Thursday, 18 December 2014
Ankur R Desai, University of Wisconsin Madison, Madison, WI, United States, Georg Wohlfahrt, University of Innsbruck, Innsbruck, Austria, Matthias J Zeeman, Karlsruhe Institute of Technology, Garmisch-Partenkirchen, Germany, Genki Katata, Japan Atomic Energy Agency, Ibaraki, Japan, Matthias Mauder, KIT IMK IFU, Garmisch-Partenkirchen, Germany and Hans Peter E Schmid, Karlsruhe Institute of Technology, Karlsruhe, Germany
The impact of climate change on regional ecosystem structure and biogeochemical cycling has two important aspects that require better elaboration to improve projections of these effects. The first is that ecosystems don't respond directly to climate, but indirectly via frequency and occurrence of weather systems, which are driven by climatic shifts in global circulation and radiative processes. The second is that many responses of ecosystems to these weather patterns and extremes are lagged in time. Here, we examine these aspects for northern Alpine grasslands. Long-term eddy covariance flux tower and phenology observations in Austria and Germany and biophysical models reveal a strong influence of winter air temperature, snowfall, and snowmelt frequency on winter grass mortality and spring grassland carbon uptake. Further, the mode of climate variability that drives winter air temperature and snow depth patterns is primarily the frequency of strong regional southerly Foehn flow that promotes warm, dry conditions in winter. Finally, we demonstrate that much of the interannual variance in Foehn frequency and southerly flow is driven by statistics and climatic trends of 500 hPa pressure patterns in Greenland, part of the Arctic Oscillation. However, a few years, including the unusually warm and dry winter of 2013-2014 appear to have secondary, possibly local thermotopographic circulation factors that promoted its weather conditions regionally, which also included primarily cool and wet conditions in northern Europe and the southern Alps.

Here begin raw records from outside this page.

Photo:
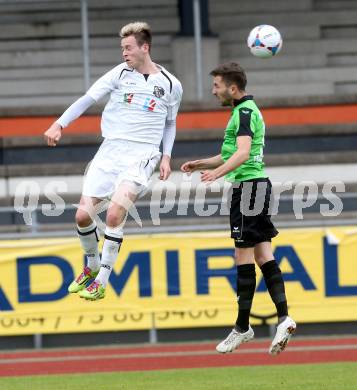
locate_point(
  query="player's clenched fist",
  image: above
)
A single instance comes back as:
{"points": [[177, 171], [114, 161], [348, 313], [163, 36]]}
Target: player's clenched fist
{"points": [[53, 134], [189, 166]]}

These findings demonstrate that the regional response of ecosystems to climate change is modulated by how large-scale circulation patterns influence local meteorology and topographic flows both during and outside the growing season and provides a framework for future assessment and climate model improvements of linkages of climate change, weather patterns, and ecosystem responses.